Hi! I have been aspiring to make my own bread for yonks! Inspired by bake off (and my Mum who baked our bread throughout my childhood) I'm thinking of buying this from lakeland.!49!3!54936361829!!!g!42886483824!&ef_id=VEbiqwAAAVUgZCwn:20141029151334:s
Do you think it's a gimmick? Wjat else should I buy? My Mum always baked in redctangular loaf tins, but I prefer the free loaf (wrong term but you knwo what I mean!!) Any thoughts?

HSMMaCM Wed 29-Oct-14 15:21:49

No idea. I just mix it in the mixer, leave it to rise and then bake it. No bread maker here. Mind you ... Perhaps it would be nicer if I had a bread machine smile. I agree with free shapes. This time I just threw all the dough onto a baking sheet and had a lovely kind of oval loaf.

Thatsnotmyfigure Wed 29-Oct-14 16:38:00

I agree. It's not a machine though just a kind of silicone bowl you can use for weighing, mixing, proving and baking therefore cutting down on mess and washing up - thats what it says anyway!

TunipTheUnconquerable Wed 29-Oct-14 16:41:32

I'm not entirely convinced!
If you do it regularly you might want to use a bread machine or stand mixer to speed up the kneading, in which case this will be a bit pointless.
I just bake mine on baking tins with a sheet of PTFE to stop it sticking.

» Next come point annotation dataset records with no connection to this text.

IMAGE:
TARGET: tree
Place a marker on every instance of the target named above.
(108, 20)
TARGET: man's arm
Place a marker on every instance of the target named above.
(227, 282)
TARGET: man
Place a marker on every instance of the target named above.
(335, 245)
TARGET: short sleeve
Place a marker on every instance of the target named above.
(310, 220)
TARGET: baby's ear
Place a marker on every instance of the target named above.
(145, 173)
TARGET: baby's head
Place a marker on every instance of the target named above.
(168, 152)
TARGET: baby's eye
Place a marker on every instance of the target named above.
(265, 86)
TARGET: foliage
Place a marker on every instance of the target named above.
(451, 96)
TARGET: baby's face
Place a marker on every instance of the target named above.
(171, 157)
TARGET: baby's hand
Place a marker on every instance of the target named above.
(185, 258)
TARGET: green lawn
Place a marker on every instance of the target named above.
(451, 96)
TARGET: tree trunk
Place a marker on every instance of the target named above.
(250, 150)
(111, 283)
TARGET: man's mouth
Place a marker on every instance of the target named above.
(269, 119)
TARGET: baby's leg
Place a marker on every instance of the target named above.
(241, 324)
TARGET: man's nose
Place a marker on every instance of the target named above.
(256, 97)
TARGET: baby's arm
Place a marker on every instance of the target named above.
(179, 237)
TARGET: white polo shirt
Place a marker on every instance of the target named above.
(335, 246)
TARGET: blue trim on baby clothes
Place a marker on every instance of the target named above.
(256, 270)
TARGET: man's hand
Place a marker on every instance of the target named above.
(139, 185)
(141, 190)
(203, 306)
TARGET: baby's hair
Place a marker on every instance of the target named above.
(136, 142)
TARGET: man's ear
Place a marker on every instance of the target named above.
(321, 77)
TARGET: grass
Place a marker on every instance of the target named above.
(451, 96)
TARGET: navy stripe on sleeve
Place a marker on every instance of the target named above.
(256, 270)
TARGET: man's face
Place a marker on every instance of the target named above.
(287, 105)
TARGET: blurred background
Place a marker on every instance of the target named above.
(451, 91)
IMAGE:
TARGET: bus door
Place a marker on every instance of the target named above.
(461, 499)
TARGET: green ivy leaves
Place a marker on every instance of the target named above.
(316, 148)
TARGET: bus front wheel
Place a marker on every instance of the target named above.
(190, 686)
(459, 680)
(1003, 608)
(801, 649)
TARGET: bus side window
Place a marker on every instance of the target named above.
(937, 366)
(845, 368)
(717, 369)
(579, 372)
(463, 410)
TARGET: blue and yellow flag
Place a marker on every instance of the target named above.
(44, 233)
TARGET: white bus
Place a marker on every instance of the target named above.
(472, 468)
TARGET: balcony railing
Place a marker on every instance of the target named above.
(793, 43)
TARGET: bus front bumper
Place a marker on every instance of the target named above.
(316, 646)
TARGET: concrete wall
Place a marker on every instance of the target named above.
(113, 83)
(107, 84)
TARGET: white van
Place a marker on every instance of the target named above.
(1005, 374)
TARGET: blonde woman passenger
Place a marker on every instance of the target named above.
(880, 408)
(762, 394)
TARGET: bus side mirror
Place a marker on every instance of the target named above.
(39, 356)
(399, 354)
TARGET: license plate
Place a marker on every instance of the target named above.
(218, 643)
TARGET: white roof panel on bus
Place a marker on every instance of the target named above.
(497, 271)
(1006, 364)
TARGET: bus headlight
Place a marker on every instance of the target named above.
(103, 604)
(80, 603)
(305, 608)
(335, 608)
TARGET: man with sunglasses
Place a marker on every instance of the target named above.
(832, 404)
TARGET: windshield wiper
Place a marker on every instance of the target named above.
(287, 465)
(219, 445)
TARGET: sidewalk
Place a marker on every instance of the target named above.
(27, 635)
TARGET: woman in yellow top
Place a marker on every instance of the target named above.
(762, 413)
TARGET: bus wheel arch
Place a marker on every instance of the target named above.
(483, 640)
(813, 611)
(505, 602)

Thatsnotmyfigure Wed 29-Oct-14 20:20:24

Tunip - what is PTFE please?

Viewofthehills Wed 29-Oct-14 20:41:40

I would buy Bread Matters by Andrew Whitley.I have been making bread for ages, but his recipes have made it work even better. His sourdough recipe is so reliable.I've seen that gadget from Lakeland and been tempted. Their rectangular none-stick tins are really good. You can also get the none-stick sheets from them. Great for bread, but also for just about anything else where you would otherwise have to grease a baking sheet!

TheSkiingGardener Wed 29-Oct-14 20:47:19

Bread doesn't need gimicky stuff. Get a good recipe (I'm currently using Paul Hollywoods bloomer recipe) and decide whether you're going to knead by hand or machine.

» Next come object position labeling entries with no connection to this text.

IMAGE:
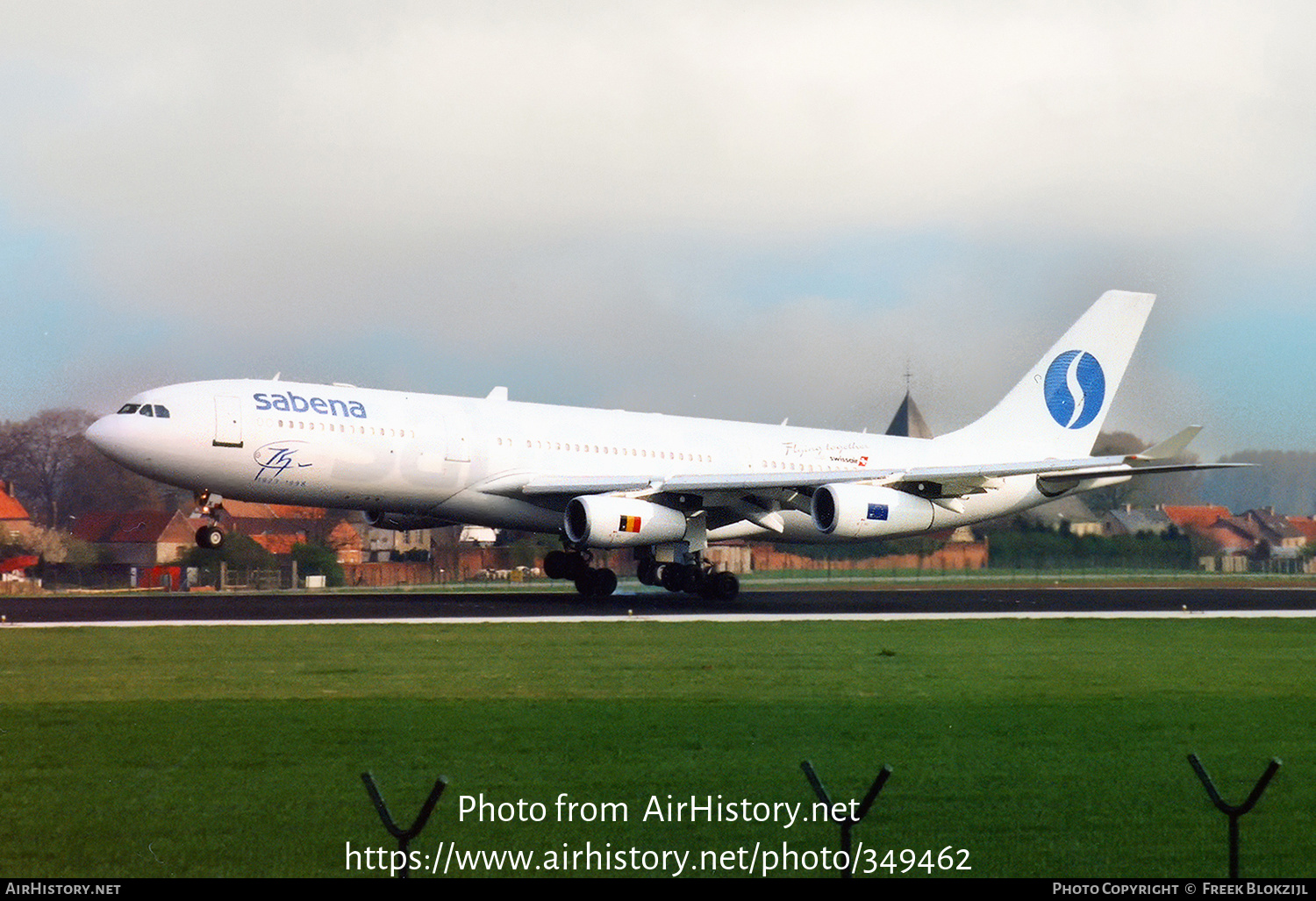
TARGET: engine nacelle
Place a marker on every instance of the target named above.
(608, 521)
(404, 521)
(849, 511)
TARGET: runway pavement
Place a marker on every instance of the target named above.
(303, 606)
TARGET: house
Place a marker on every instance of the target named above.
(1279, 535)
(1063, 513)
(141, 538)
(1132, 521)
(13, 516)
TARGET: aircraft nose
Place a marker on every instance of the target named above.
(97, 433)
(108, 436)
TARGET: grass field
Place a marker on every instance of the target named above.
(1052, 747)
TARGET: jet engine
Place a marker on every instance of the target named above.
(404, 521)
(610, 521)
(849, 511)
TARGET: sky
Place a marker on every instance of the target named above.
(741, 211)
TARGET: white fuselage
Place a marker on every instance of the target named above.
(462, 459)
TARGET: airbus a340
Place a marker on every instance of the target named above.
(663, 485)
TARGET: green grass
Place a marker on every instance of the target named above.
(1047, 747)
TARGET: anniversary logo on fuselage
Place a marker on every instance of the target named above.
(279, 463)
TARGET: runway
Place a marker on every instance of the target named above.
(404, 606)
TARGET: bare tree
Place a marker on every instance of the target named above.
(58, 474)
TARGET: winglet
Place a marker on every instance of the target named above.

After that I just free form the loaf on one of the non-stick sheets from the pound shop and then bung it in the oven on a preheated baking stone (wilkinson stone chopping board with the feet taken off (£10)). The non stick sheet makes it easy to put on the hot stone.

Gorgeous bread as a result but seriously don't buy that Lakeland thing. Just get stuck in and you'll work out what will actually work for you.

Bunbaker Wed 29-Oct-14 20:49:59

I think it is a gimmick and a waste of money.

Thatsnotmyfigure Wed 29-Oct-14 21:17:58

Thanks everyone! Thats a good idea for a baking stone Theskiing gardener! I've heard good to put some water/ ice in the bottom of the oven to create steam?

jenmcspen Thu 30-Oct-14 08:48:57

mason cash do a lovely bowl and stone in a bread making kit that is on offer at john lewis at the mo. usually about 30 and think is 17? I just love a mason cash mixing bowl anyway so am biased! smile

TunipTheUnconquerable Thu 30-Oct-14 09:28:29

PTFE is the coating on reusable non-stick sheets you can get from Lakeland or sometimes pound shops. (They also make more heavy duty ones to use as oven liners.)
It's very, very effective.

I agree that Bread Matters is a wonderful book. The thing with baking is to really understand the processes and then you don't need to worry too much about following recipes.

TheSkiingGardener Thu 30-Oct-14 16:26:19

I put a little tray of water at the bottom of the oven to create the steam. Works brilliantly.

The baking stone idea came from someone else on here and it's the best one I've had.